Giovanni Puglisi, presidente della Commissione Nazionale Italiana per l’UNESCO, ha sottolineato come la memoria sia concretizzata su precise sequenze audiovisive, distinte a seconda dell’età anagrafica, ma sempre e comunque di fortissimo impatto emotivo: dal passo leggero di Neil Armstrong sulla superficie lunare il 20 luglio 1969 (per i 50enni) alla folla di berlinesi accalcata ai checkpoint del Muro nel 1989 (per i 30-40enni), fino alla traiettoria dell’aereo che si schianta in diretta sulla seconda delle Twin Tower (per i 20enni). È per queste ragioni, ha concluso, che la custodia dei documenti audiovisivi equivale alla tutela dei maggiori monumenti dell’identità umana ed è parte della lotta della memoria contro l’oblio (ricordando il progetto unescano di ricostruzione dei Buddha di Bamiyan distrutti dalle milizie talebane).

Luciano Sovena, amministratore delegato Cinecittà Luce s.p.a., ha voluto sottolineare come la salvaguardia del patrimonio documentario non debba rappresentare una «sottrazione» dei documenti alla consultazione pubblica (rimarcando l’importanza, in tal senso, della digitalizzazione dei supporti), in linea con l’«imprinting originario» del Luce, che nasce come “L’Unione Cinematografica Educativa”.
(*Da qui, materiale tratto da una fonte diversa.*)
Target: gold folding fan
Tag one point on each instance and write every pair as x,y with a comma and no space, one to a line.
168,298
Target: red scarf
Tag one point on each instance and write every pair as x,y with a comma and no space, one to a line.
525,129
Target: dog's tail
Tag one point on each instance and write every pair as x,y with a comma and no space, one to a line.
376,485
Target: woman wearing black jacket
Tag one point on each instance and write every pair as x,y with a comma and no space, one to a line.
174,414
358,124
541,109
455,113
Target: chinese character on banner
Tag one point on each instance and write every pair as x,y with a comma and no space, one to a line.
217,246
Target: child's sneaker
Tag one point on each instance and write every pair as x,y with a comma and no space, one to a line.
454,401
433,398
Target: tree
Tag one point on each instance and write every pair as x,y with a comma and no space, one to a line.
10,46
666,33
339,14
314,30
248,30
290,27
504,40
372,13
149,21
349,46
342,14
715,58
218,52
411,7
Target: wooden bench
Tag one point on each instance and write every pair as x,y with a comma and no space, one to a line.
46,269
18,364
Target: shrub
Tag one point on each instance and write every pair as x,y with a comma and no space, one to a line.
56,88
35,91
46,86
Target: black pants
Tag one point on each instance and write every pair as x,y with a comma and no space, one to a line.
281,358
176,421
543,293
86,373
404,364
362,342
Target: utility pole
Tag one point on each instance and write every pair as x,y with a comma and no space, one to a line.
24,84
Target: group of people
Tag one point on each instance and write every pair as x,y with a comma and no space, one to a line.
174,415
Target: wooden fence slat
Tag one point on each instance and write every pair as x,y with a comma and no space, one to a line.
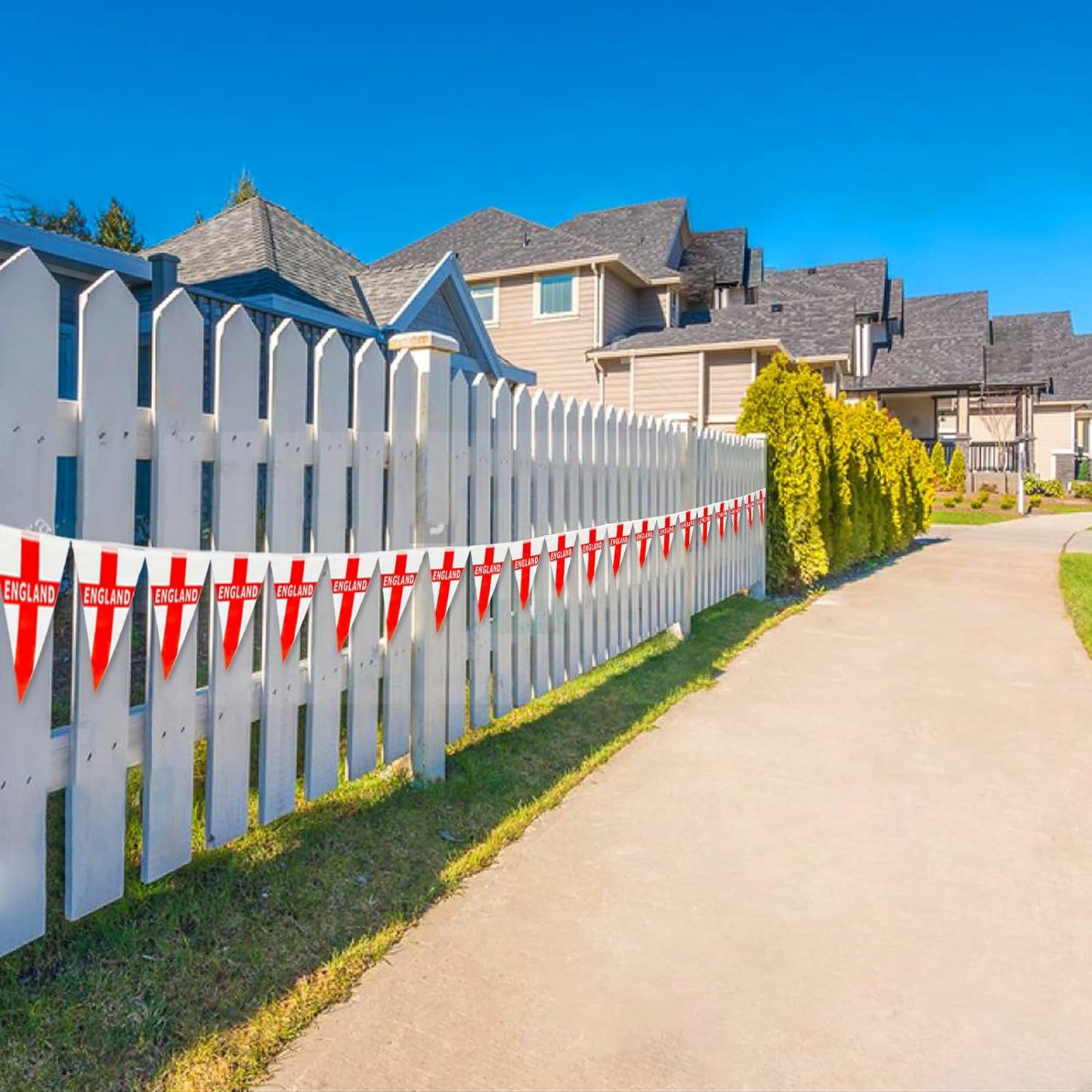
366,648
401,532
333,453
29,316
284,517
481,633
240,447
95,802
171,729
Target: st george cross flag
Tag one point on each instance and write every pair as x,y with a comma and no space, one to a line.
559,551
591,549
399,571
667,527
704,521
525,557
237,581
722,515
617,540
294,583
486,561
350,579
107,577
687,520
446,566
645,531
175,582
31,571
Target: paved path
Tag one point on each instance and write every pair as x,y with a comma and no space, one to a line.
864,859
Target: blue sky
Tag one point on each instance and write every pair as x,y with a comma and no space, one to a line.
954,139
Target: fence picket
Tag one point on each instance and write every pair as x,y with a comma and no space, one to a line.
29,309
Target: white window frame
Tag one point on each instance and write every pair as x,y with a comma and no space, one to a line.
552,316
493,286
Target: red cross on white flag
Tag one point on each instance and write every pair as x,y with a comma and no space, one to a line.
350,579
645,531
722,515
31,571
294,583
525,557
687,520
107,579
704,521
486,561
667,527
237,581
175,582
447,565
591,547
617,540
559,551
399,571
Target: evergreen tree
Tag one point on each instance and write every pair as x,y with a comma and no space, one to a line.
117,228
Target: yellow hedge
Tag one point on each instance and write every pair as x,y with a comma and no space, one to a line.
846,481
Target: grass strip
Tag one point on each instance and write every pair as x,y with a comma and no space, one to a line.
198,982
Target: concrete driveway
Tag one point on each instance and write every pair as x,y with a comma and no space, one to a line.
864,859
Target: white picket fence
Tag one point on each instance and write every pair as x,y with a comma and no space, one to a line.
426,458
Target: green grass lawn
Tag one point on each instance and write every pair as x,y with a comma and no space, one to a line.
198,981
1076,579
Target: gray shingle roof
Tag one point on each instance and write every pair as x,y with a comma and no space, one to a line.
257,247
864,282
806,329
642,234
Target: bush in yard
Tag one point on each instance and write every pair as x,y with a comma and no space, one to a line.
846,481
939,466
957,471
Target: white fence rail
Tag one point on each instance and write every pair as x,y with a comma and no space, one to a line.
421,459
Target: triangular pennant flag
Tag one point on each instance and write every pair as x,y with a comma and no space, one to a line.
350,579
399,571
667,527
175,582
722,515
704,521
617,540
591,549
446,566
686,522
294,583
645,531
525,557
31,571
559,551
237,581
107,577
487,562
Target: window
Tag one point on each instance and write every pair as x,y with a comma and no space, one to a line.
555,295
485,301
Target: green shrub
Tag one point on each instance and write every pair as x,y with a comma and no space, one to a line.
939,466
957,472
846,483
1043,487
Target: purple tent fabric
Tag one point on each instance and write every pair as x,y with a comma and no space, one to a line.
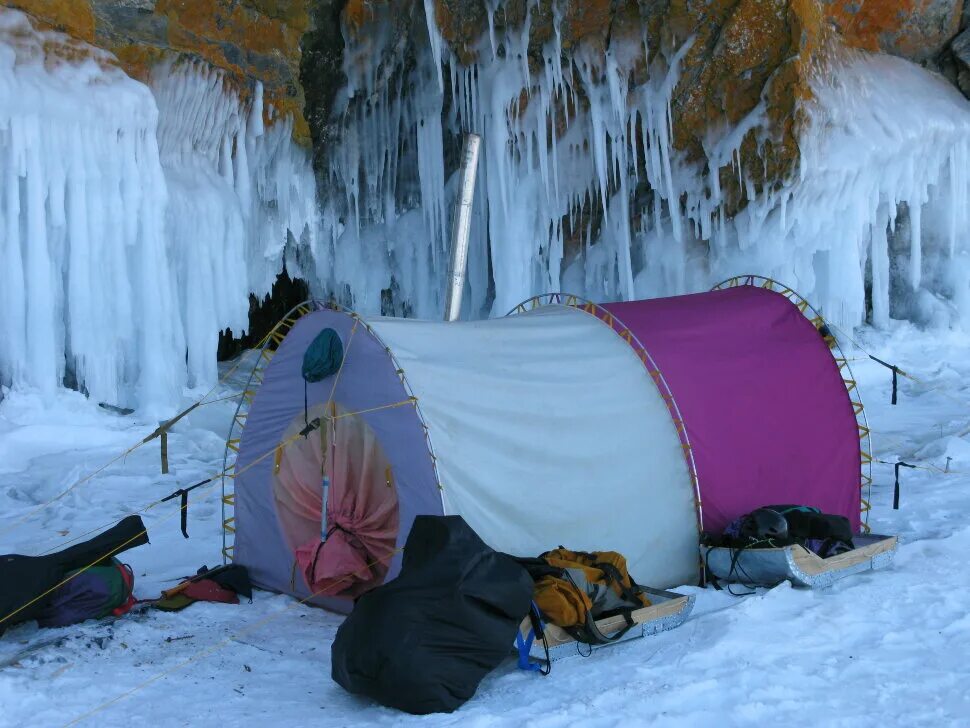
762,399
368,380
Sequenze di aree geografiche remote

Paola Carucci, responsabile Archivio storico del Quirinale, ha precisato alcune questioni di natura più settoriale, sottolineando le problematiche cui un archivio deve far fronte: diffusione e diritti d’autore e di sfruttamento; fedeltà al supporto originale contro l’«appiattimento digitale»; e soprattutto il precoce invecchiamento dei supporti di conservazione moderni… con tutte le difficoltà legate alla possibilità di consultare i formati digitali di pochi decenni fa…

Ermanno Taviani, docente di Storia contemporanea all’Università degli Studi di Catania, ha spostato l’attenzione sulle difficoltà dello storico che si cimenta con le fonti audiovisive. Per la difficoltà di leggere i documenti (chi è costui che compare in quelle immagini?) e sopratutto per la necessità, non sempre sentita, di interpretare gli audiovisivi non solo per il contenuto, ma per il linguaggio e per gli effetti sociali che ingenerano (La Settimana Incom parla per ciò che mostra, ma anche, se non soprattutto, per come lo mostra e per come veniva recepita dallo spettatore).

Folco Quilici, regista documentarista  e membro della Commissione Nazionale Italiana per l’UNESCO, ha ricordato la preoccupazione di Jean Rouch che al Musée de l’Homme di Parigi lanciava moniti ai colleghi registi invitandoli all’attenta conservazione dei documenti audiovisivi, precisando quella che è stata la sua preoccupazione fin dagli esordi: conservare anche gli scarti delle riprese… che a distanza di tempo rappresentano documenti che possono assumere un valore documentario anche superiore al materiale selezionato…

Tre momenti della proiezione di "Che storia!"

La giornata si è conclusa con la proiezione in anteprima di spezzoni del film documentario Che storia! diretto da Gianfranco Pannone e ancora inedito. Si tratta di un interessante lavoro di «recupero creativo» di materiale d’archivio del fondo Luce, “rivitalizzato” in virtù di “trattamenti” espressivi di natura visuale, letteraria e/o musicale (testo espressivo o canti popolari come commento alle immagini virate in diverse tonalità).